Ghana has so far made some significant progress in tobacco control including the passage of the Public Health Act of 2012, which is the primary tobacco control legislation; the Tobacco Control Regulations (Ll. 2247) in 2017, among others. Ghana was also among the first countries to become a party to the World Health Organisation’s Framework Convention on Tobacco Control (WHO FCTC) in 2005.
Agyemang Manu revealed also that, Ghana “has ratified the illicit trade protocol, which is to come into force in September this year. We have further harmonised the rules for tobacco products throughout our internal market, and fulfil our common international obligations on tobacco control such as raising tobacco taxes, introduction of pictorial health warning on cigarette packs, public smoking ban and training of law enforcement agencies on the implementation and enforcement of the tobacco control regulations”.
On tobacco taxes the Minister revealed that “while Ghana applies the highest rates in the ECOWAS region the price of cigarettes remains widely reasonable and single stick sales particularly to young adults is significant. Also, smoke-free policies exist, but the levels of compliance are quite low.

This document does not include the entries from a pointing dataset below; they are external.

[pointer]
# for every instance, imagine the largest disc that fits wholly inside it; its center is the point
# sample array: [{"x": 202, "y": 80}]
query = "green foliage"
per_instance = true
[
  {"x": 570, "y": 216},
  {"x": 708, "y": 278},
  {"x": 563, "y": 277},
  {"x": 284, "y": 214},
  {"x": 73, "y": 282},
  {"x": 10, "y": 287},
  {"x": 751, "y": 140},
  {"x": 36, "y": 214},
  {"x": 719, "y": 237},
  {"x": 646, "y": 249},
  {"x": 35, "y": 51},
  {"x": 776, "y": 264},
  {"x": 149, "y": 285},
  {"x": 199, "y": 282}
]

Research is therefore needed to fill these gaps in tobacco control in Ghana such as identifying optimal tobacco taxation for Ghana, reducing the illicit trade in tobacco products and also strengthening existing smoke-free policies to make them more comprehensive”.
The meeting called under the auspices of the Kwame Nkrumah University of Science and Technology (KNUST)’s School of Public Health discussed the research agenda related to Tobacco control in Ghana.
The GCRF TCCP aims to bring down smoking rates in less well-off countries by conducting research to inform tobacco taxation, tackle illicit trade in tobacco and also target tobacco companies’ efforts to undermine governments’ attempts to reduce smoking.
At the meeting stakeholders reflected on the successes in Ghana’s tobacco control stories over the past years, and the way forward. They lauded the GCRF TCCP which aims to collectively engage cutting-edge research to reduce tobacco-related harm in low and middle-income countries in Africa and Asia.
Olivia Boateng of the Foods and Drugs Authority (FDA) in a presentation, noted that the enforcement of Ghana’s Tobacco Control legislations lies largely on the shoulders of the Authority and they have been doing a lot in that regard. She said since the law was enacted in 2012 her outfit has carried out a lot of monitoring activities both in the day and at night.
Mindful of the ban on smoking in public places as stated in the law, the FDA says it is in touch with officials of the Ghana Private Road Transport Union (GPRTU) to ensure that people do not smoke in public transport terminals. They are providing no-smoking signposts in all lorry stations in the country.
She said they are yet to come across any firms in Ghana selling e-cigarettes in wholesale and that once they come across such, they would apply the sanctions as stated in the law.
Present at the meeting were representatives from the College of Health Sciences, School of Medical Sciences, Faculty of Pharmacy and Pharmaceutical Sciences, the Ghana Health Service, Vision for Alternative Development (VALD), Media Alliance in Tobacco Control and Health (MATCOH), the Food and Drugs Authority (FDA), experts in public health, Guests from the UK, and other professional associations and civil society.
The World Health Organisation estimates that tobacco kills more than 7 million people each year, with majority of tobacco-related deaths occurring in low and middle-income countries.